With certain limited exceptions, the founder shares are not transferable, assignable or salable (except to the Company’s officers and directors and other persons or entities affiliated with the Sponsor, each of whom will be subject to the same transfer restrictions) until the earlier of (A) six months after the completion of the Company’s initial Business Combination or (B) subsequent to the Company’s initial Business Combination, (x) if the last sale price of the Company’s Class A common stock equals or exceeds $12.00 per share (as adjusted for stock splits, stock dividends, reorganizations, recapitalizations and the like) for any 20 trading days within any 30-trading day period commencing at least 90 days after the initial Business Combination, or (y) the date, following the completion of the Company’s initial Business Combination, on which the Company completes a liquidation, merger, capital stock exchange, reorganization or other similar transaction that results in all of the Company’s stockholders having the right to exchange their shares of common stock for cash, securities or other property.

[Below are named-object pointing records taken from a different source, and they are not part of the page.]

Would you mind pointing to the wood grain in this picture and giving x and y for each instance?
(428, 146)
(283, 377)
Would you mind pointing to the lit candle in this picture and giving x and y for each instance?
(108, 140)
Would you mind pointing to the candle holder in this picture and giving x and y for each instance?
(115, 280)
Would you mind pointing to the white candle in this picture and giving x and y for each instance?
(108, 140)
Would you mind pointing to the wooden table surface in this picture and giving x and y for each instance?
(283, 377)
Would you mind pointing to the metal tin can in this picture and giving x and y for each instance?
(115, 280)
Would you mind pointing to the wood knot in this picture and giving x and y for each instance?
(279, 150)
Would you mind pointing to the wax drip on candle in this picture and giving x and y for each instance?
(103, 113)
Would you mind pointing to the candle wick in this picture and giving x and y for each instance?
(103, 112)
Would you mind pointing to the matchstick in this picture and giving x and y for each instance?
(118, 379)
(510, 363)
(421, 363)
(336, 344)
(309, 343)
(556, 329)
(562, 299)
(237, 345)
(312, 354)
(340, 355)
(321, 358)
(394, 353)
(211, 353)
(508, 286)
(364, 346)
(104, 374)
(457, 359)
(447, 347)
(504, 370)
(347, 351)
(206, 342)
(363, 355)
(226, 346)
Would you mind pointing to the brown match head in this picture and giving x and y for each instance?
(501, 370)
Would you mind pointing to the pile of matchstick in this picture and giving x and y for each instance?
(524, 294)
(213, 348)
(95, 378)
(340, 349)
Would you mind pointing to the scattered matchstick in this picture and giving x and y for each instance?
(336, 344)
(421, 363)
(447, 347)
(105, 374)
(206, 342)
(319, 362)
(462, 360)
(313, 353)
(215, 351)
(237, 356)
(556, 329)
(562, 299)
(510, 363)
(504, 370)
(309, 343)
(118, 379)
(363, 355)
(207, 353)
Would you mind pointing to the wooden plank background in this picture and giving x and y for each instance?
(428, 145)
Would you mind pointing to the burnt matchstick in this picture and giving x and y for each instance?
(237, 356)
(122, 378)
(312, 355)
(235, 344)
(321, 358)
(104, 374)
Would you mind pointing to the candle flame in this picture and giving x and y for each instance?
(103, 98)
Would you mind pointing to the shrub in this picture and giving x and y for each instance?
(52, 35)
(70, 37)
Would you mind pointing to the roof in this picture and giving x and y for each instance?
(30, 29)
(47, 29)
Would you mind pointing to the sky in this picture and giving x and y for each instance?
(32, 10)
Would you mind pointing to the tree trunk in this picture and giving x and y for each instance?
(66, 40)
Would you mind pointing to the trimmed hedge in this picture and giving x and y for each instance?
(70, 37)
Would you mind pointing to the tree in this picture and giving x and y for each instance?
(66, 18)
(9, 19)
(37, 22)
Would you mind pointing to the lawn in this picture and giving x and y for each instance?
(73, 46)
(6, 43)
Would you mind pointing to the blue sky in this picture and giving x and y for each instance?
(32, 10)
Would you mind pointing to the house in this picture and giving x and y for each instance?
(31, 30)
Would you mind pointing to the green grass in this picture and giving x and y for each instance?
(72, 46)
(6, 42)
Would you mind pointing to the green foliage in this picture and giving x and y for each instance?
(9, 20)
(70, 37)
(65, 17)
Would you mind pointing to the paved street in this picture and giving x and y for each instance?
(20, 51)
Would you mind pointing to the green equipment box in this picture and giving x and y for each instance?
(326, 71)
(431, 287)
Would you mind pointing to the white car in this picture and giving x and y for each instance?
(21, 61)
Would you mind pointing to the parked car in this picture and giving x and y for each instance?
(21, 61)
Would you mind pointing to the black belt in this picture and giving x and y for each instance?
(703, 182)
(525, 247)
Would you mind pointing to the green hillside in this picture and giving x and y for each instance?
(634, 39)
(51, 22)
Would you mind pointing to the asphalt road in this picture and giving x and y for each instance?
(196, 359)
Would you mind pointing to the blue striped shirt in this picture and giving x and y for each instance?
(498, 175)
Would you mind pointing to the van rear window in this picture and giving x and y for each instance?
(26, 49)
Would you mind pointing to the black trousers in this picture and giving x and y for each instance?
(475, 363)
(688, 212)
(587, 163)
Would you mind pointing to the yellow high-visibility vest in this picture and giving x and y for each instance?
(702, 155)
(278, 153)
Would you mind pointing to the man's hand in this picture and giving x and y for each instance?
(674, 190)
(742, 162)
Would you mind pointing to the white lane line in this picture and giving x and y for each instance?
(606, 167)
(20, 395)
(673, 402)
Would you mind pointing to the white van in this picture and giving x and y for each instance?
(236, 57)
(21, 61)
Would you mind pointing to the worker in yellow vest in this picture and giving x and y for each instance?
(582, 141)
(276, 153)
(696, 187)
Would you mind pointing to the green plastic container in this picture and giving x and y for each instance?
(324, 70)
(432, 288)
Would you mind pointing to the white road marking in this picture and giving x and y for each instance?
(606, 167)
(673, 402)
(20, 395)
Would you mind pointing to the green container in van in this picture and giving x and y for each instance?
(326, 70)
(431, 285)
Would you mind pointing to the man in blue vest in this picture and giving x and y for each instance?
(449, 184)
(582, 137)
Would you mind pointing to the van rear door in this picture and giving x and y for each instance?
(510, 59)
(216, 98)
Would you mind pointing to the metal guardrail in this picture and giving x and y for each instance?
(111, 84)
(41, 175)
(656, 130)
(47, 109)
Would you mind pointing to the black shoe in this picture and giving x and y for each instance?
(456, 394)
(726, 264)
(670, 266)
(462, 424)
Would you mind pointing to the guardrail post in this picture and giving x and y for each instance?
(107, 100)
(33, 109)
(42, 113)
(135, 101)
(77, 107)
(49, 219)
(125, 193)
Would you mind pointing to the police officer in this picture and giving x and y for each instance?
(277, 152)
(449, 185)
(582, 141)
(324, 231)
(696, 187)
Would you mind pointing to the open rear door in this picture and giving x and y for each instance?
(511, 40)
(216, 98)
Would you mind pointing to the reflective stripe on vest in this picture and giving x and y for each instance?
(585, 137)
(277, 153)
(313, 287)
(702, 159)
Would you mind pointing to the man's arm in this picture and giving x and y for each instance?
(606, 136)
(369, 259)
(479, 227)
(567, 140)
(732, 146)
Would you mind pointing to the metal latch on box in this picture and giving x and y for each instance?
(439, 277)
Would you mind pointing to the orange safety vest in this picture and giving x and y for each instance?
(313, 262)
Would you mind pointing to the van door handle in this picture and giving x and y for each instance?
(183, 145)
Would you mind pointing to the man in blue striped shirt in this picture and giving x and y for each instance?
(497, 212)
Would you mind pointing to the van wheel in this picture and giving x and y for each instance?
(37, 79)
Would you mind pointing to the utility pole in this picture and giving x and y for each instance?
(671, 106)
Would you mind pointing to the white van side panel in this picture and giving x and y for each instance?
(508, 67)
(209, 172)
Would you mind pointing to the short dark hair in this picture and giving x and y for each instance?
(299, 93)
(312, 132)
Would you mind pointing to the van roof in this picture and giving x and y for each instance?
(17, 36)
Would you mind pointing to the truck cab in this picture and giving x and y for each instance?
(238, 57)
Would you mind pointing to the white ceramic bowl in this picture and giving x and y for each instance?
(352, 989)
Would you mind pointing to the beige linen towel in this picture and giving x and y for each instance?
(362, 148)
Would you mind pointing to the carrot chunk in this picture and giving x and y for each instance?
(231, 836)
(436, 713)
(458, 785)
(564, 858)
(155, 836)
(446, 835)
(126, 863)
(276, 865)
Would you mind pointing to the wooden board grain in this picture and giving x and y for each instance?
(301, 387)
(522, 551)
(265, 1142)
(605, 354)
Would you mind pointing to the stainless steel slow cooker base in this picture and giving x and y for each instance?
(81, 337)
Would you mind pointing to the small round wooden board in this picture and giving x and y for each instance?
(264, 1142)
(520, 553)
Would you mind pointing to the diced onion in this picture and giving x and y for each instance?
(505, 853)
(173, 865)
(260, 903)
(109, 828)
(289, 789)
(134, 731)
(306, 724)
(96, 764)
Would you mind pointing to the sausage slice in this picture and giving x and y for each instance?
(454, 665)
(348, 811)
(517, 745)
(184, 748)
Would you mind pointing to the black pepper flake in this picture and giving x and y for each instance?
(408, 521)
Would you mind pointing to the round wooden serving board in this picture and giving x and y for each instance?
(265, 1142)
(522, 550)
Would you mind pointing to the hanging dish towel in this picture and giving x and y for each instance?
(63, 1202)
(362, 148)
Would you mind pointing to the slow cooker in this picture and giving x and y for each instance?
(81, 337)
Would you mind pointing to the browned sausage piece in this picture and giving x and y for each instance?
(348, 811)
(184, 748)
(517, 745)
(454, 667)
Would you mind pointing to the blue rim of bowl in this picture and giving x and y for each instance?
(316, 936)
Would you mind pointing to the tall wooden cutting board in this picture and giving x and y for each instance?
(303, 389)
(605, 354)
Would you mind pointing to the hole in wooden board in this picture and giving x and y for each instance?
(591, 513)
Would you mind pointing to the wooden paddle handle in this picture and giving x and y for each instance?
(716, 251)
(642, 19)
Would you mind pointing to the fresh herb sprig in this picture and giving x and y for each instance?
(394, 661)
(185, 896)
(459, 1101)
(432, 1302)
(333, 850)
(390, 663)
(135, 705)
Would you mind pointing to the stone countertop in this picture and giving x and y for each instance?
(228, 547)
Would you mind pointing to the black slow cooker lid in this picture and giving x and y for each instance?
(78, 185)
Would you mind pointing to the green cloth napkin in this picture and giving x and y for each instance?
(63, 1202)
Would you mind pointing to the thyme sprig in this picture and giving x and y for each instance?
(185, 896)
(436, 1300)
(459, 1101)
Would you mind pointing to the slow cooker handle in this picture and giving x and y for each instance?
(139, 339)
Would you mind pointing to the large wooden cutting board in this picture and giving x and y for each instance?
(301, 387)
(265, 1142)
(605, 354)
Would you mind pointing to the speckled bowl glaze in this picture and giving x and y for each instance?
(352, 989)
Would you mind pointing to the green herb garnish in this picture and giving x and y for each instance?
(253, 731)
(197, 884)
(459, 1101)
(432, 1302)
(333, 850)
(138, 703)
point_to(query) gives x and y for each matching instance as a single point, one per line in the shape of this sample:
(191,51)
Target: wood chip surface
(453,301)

Promissory Note — Related Party

On December 23, 2020, Company issued an unsecured promissory note to the Sponsor for an aggregate of up to $300,000 to cover expenses related to the IPO. This loan was non-interest bearing and payable on the earlier of September 30, 2021 or the completion of the Public Offering. On February 22, 2021, the Company paid the balance of the promissory note in full from the IPO proceeds.

Related Party Loans

In order to finance transaction costs in connection with a Business Combination, the Sponsor or an affiliate of the Sponsor or certain of the Company’s officers and directors may, but are not obligated to, loan the Company funds as may be required (“Working Capital Loans”). If the Company completes a Business Combination, the Company would repay the Working Capital Loans out of the proceeds of the Trust Account released to the Company. Otherwise, the Working Capital Loans would be repaid only out of funds held outside the Trust Account. In the event that a Business Combination does not close, the Company may use a portion of the working capital held outside the Trust Account to repay the Working Capital Loans but no proceeds from the Trust Account would be used to repay the Working Capital Loans. Up to $1,500,000 of such Working Capital Loans may be convertible into units at a price of $10.00 per unit at the option of the lender. The units would be identical to the Placement units. March 31, 2021, no such Working Capital Loans were outstanding.